А ко мне никакие хорошо одетые люди не приходят. Вместо них бесконечным потоком едет мертвая рыба – день за днем, месяц за месяцем, столетие за столетием. Просто обезглавить. Просто вспороть ей брюхо. Ни одна рыба пока еще не попросила, чтобы в сухой уютной обстановке я выслушал ее историю.

Впрочем, какая у рыбы может быть история? Такая же, как у всех остальных рыб: ужасно волнующая – о том, как плавала она в воде, увлеченная поиском своего червячка, а также, допустим, руководствуясь неотчуждаемым стремлением к счастью. Но тут всех вдруг накрыло какой-то непонятной сетью, и все сразу очутились здесь, на этой черной страшной ленте. И эта лента с грохотом и дрожью едет куда-то во мрак, из которого никто пока еще не вернулся живым… «Что я сделала не так? – спрашивает себя, наверное, рыба. – Как мне надо было жить, чтобы не попасться в эту сеть? Может, я неправильно плыла? Неправильным червячком увлеклась? К неправильному счастью стремилась?»

Странно здесь то, что люди день за днем раскидывают свои сети уже сотни лет, но для рыбы, оказавшейся в сети, это всегда почему-то неожиданность.

Сейчас эта бедная рыба, охваченная мучительными посмертными сомнениями в правильности выбранного ею червячка или правильности своего стремления к счастью, проплывает передо мной по ленте, и так длится день за днем и ночь за ночью.

После того как рыба мелькает перед моими глазами целый день, она и ночью меня не покидает – снится. Я просто чувствую, как она становится мной, а я становлюсь ею. Думаю, недалек тот день, когда я проснусь, почешу себе бок и в недоумении обнаружу там чешую, плавник и жабры.

Смысл этой рыбы, пока она едет по конвейеру, в том, чтобы ей отрезали голову и выпустили из нее кишки. Больше ни за чем она на этом конвейере не нужна. Пока я стою у конвейера, смысл этой рыбы становится и моим смыслом. Почему я до сих пор не вспорол себе живот и не отрезал себе голову?

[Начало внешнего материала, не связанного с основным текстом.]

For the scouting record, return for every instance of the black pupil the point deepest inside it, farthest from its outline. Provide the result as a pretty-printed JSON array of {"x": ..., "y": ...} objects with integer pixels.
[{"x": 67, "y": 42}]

Знаете, выпуская рыбе кишки, я не испытываю никакого омерзения – иначе я не смог бы здесь работать. Даже наоборот, каждое обезглавливание, каждое вспарывание живота дарит мне еле заметный импульс чего-то приятного. Если вы думаете, что я какой-то больной маньяк, получающий удовольствие от проникновения холодным ножом во влажную плоть еще живого минуту назад существа, вы ошибаетесь. Да, это малоприятный процесс. Но он дарит мне ощущение полезности миру. Я не могу без этого.

Возможность быть полезным дарится тем обстоятельством, что наш мир стыдливо и безостановочно нуждается в этой варварской дряни – в обезглавленной рыбе с выпущенными кишками.

Природа создала рыбу красивой. Такой она ко мне и поступает. Но такая рыба не нужна человечеству. Чтобы человечеству было хорошо, голову надо отрезать. И вот именно для этого у человечества есть я. Теперь вам понятна истинная цель, ради которой появилось на свет волшебное, уникальное чудо природы по имени Рихард Лендорф?

Рыба – это не только моя нужность миру. Это еще и общение. Посылая человечеству обезглавленную рыбу, я общаюсь с огромным количеством людей: например, с теми, кто будет есть ее за семейным столом. Или с теми, кто в каком-нибудь ресторане будет ее жарить.

Я незнаком с этими людьми и никогда их не увижу, но я чувствую их теплоту – я знаю, что эти люди есть, их много, я с ними связан через молчаливое рыбное взаимодействие, и таким образом мы вместе. А ведь это так прекрасно – не быть одному, а быть всем вместе!

Вот это я и скажу кому-то, кто когда-нибудь снова заплачет внутри меня от одиночества. Суну эту мертвую, скользкую, холодную рыбу ему в морду и скажу: кончай плакать, придурок! Радуйся, что ты не один!